Responding to the Food Crisis

This project will provide an on-going supply of locally grown food to 300 families in rural districts of Masaka and Rakai. Vegetable gardens, fruit trees, and livestock products will balance diets and help fight malnutrition. The project will provide hope and keep people from leaving their land for the slums in larger towns in Uganda in search of better of opportunities that are not even there. This self-help project will serve as a model for farmers who struggle to survive with subsistence farming.

Uganda Village

Activities

The project will provide start-up seed supplies and training for kitchen gardens, fruit tree nurseries, and animal husbandry and goat keeping will be the prime focus. This project will go together with the giving of goats to the selected farmers since they will use the goat dung to for manure and urine as a pesticide for their gardens.

The Need

Uganda ranks among the highest level of poverty in the Eastern hemisphere. The Ugandan people are no stranger to hunger. With the current world-wide food shortage driving up prices, the country has been hit especially hard. Without adequate in-country food production the problems will continue. Uganda now has become the food basket for Africa and many neighboring countries are purchasing food from Uganda and are offering higher prices than the local market which makes matters worse that the farmers are tempted to sell all what they have in store leaving not much for themselves which can’t sustain their families for long.

Long-term solutions require an investment in local food production in more improved farming systems for high yields. Providing the training and resources for food production and fruits start-up will strengthen the ability for families to provide for themselves and increase their incomes through the sell of foods and fruits. It will also keep farmers from leaving their rural villages with many ending up in slums in the larger cities. A special effort will be made to include people in the Masaka and Rakai areas. Their problems are often more acute because their location and lack of roads makes services less accessible.

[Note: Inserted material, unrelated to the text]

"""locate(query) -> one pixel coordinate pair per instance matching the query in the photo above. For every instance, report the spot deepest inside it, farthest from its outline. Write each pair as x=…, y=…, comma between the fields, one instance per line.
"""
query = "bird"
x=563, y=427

Project Goal: Reduce Hunger and Malnutrition for 300 Families in Rural Areas of Masaka and Rakai districts.

Objectives
Farming

  1. Strengthen existing grassroots efforts to provide resources to feed 300 families averaging five people per family, through start up supplies for local production of fruit,vegetables and livestock products.
  2. Provide training for 300 farmers (men and women) and their families in areas of livestock management, fruit and vegetable production, rainwater harvesting, and composting to improve quality and quantity of food produced locally.
  3. Provide on-going support for project participants through consultation and support through Farmer to Farmer Program.
  4. Start up nursery beds for vegetables and fruit trees to be distributed to farmers.
  5. Search for markets where the farmers can sell their products and build a network of contacts with processing industries where the farmers can process their products for value addition and since food in Africa has become so expensive the demand is high and there those who will be involved in production will be assured of market and hence improve their incomes.
  6. Give out heifers to model farmers one milk cow each and when it produces the calf will be given to another woman farmer.
  7. Build the capacity of farmers through trainings and networking with micro-finance institutions and banks so that our farmers in this program can access agricultural loans to improve on their farming project.